The Mountaintop stretches time. Set in a motel room on April 3rd 1968, we anticipate 6:01 on April 4th. It looms like an approaching storm, set to break at any moment. On stage of course, the storm is already raging.
This play fictionalises Martin Luther King’s last night alive. It was written by Katori Hall and achieved unexpected success, wining an Olivier Award in 2010. Having had major runs in London and New York, this latest incarnation travels to Oxford from the Young Vic in a version directed by Roy Alexander Weise.
The set is simple and effective. You’re definitely in a not-so-nice motel room in 1960s Memphis. History has made it special, but its décor speaks to a life on the road, trudging from rally to march, fighting a ceaseless, exhausting battle.
King slumps in, coughing. He is agitated, frustrated and tetchy. His feet smell and his wife’s forgotten to pack his toothbrush.
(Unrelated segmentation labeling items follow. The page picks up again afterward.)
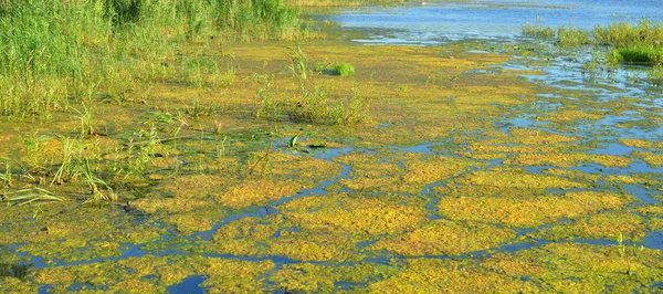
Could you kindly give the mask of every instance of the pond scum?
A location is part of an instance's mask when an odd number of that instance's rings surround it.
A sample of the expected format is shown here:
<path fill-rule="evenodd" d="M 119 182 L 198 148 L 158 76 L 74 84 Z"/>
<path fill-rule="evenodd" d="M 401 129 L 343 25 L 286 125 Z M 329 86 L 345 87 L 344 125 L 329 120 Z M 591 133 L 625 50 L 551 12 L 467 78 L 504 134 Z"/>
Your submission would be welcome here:
<path fill-rule="evenodd" d="M 660 98 L 290 4 L 0 0 L 0 292 L 663 291 Z"/>

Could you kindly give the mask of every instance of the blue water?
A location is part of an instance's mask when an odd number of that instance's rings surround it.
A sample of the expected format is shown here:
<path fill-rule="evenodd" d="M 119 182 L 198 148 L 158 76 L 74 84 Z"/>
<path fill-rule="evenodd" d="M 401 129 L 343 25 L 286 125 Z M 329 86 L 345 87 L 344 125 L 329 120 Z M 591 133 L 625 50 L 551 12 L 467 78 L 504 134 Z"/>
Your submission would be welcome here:
<path fill-rule="evenodd" d="M 450 41 L 516 40 L 526 22 L 557 28 L 569 25 L 591 30 L 596 24 L 638 21 L 646 17 L 663 20 L 663 1 L 464 1 L 423 2 L 414 7 L 344 10 L 332 20 L 343 28 L 370 31 L 367 43 L 439 44 Z"/>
Then Camae arrives, bringing his coffee and setting the play alight.
Camae is a sassy hotel maid, wise beyond her status and not afraid to bring the arrogant Dr King down a peg or two. The actor, Rochelle Rose, is wonderful: strong, self-assured and scathing. The twist, which I will leave unspoiled, helps by giving her character the platform to unmask Dr King, but much of its power lies in her execution of that twist.
The tension rises with every crack of thunder. King thinks it’s a bullet. We think it’s a bullet. He jumps, collapses with panic, each time foreshadowing the real event only a few hours away. The flickering lights and booming rumbles work perfectly for this and the constant lashing rain only adds to the sense of confinement and claustrophobia. No escaping what’s to come.
Unfortunately King (Gbolahan Obisesan) deflates the production somewhat. Flitting between angry, despondent, playful and flirtatious, his character feels fractured and disjointed. The story, as it strays into the more fantastical, also makes King an increasingly flat character. And rather than chipping away at the myth, it creates an unlikable, confused persona.
The end in part redeems the power of the play. Flashing forward through time, Camae narrates the peaks and problems of post-1968 American history. Graphically, musically and in how she uses the stage, it is incredibly powerful. King then delivers a version of the man’s real final speech – ‘I have been to the mountaintop’ – to the audience. And thus, the baton passes on.